Cerebral oximetry monitoring using near-infrared spectroscopy during adult procedural sedation: a preliminary study

Document Type

Journal Article

Publication Date

12-1-2022

Journal

Emergency medicine journal : EMJ

Volume

39

Issue

12

DOI

10.1136/emermed-2020-210802

Keywords

anaesthesia; emergency department; respiratory

Abstract

BACKGROUND AND OBJECTIVES: We sought to evaluate the effect of adult procedural sedation on cerebral oxygenation measured by near-infrared spectroscopy (rSo levels), and to assess whether respiratory depression occurring during procedural sedation was associated with decreases in cerebral oxygenation. METHODS: We performed a prospective, observational preliminary study on a convenience sample of adult patients (>18 years) undergoing unscheduled procedural sedation in the ED from August 2017 to September 2018 at Hennepin County Medical Center in Minneapolis, Minnesota. The primary outcome measures were rSo values by level of sedation achieved and the incidence of cerebral hypoxaemia during procedural sedation (absolute rSo ≤60 or decrease ≥20% from baseline). The secondary outcome is the decrease in rSo during episodes of respiratory adverse events (AEs), defined by respiratory depression requiring supportive airway measures. RESULTS: We enrolled 100 patients (53% female). The median (IQR) rSo values (%) by each level of sedation achieved on the Observer Assessment of Alertness and Sedation (OAAS) scale 1-5, respectively, were 74 (69-79), 74 (70-79), 74 (69-79), 75 (69-80), 72 (68-76).

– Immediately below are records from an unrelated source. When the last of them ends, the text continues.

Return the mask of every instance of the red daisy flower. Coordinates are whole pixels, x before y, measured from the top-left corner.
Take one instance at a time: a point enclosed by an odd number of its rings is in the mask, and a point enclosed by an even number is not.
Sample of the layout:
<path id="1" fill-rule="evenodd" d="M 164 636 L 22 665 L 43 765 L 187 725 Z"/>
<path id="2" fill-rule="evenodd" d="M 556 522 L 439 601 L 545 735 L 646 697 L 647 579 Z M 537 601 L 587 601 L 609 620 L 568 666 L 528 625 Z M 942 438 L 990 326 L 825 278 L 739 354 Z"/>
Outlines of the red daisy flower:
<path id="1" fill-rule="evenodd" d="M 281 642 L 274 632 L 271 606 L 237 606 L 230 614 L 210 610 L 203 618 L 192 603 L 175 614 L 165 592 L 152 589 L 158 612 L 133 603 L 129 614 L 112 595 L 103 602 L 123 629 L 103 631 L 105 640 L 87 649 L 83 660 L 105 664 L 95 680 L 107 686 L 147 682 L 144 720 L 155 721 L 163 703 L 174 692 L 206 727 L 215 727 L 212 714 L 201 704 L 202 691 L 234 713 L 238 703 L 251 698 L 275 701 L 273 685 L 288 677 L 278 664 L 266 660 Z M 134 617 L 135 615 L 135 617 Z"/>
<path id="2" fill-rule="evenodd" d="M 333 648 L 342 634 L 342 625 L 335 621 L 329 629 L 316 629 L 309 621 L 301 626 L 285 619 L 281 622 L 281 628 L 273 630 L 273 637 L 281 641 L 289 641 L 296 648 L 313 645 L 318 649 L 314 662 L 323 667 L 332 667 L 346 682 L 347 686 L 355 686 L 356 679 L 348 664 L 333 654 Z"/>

The incidence of cerebral hypoxaemia at any point within the sedation (absolute rSo <60%) was 10/100 (10%); 2 out of 10 had rSo reduction more than 20% from baseline value; the median (IQR) observed minimum rSo in these patients was 58 (56-59). We observed respiratory depression in 65 patients via standard monitoring; of these, 39 (60%) required at least one supportive airway measure, meeting the definition of a respiratory AE. During these AEs, 15% (6/39) demonstrated cerebral hypoxaemia with a median (IQR) minimum rSo of 58 (57-59). Four patients (4%) had cerebral hypoxaemia without a respiratory AE. CONCLUSION: Cerebral oximetry may represent a useful tool for procedural sedation safety research to detect potential subclinical changes that may be associated with risk, but appears neither sensitive nor specific for routine use in clinical practice.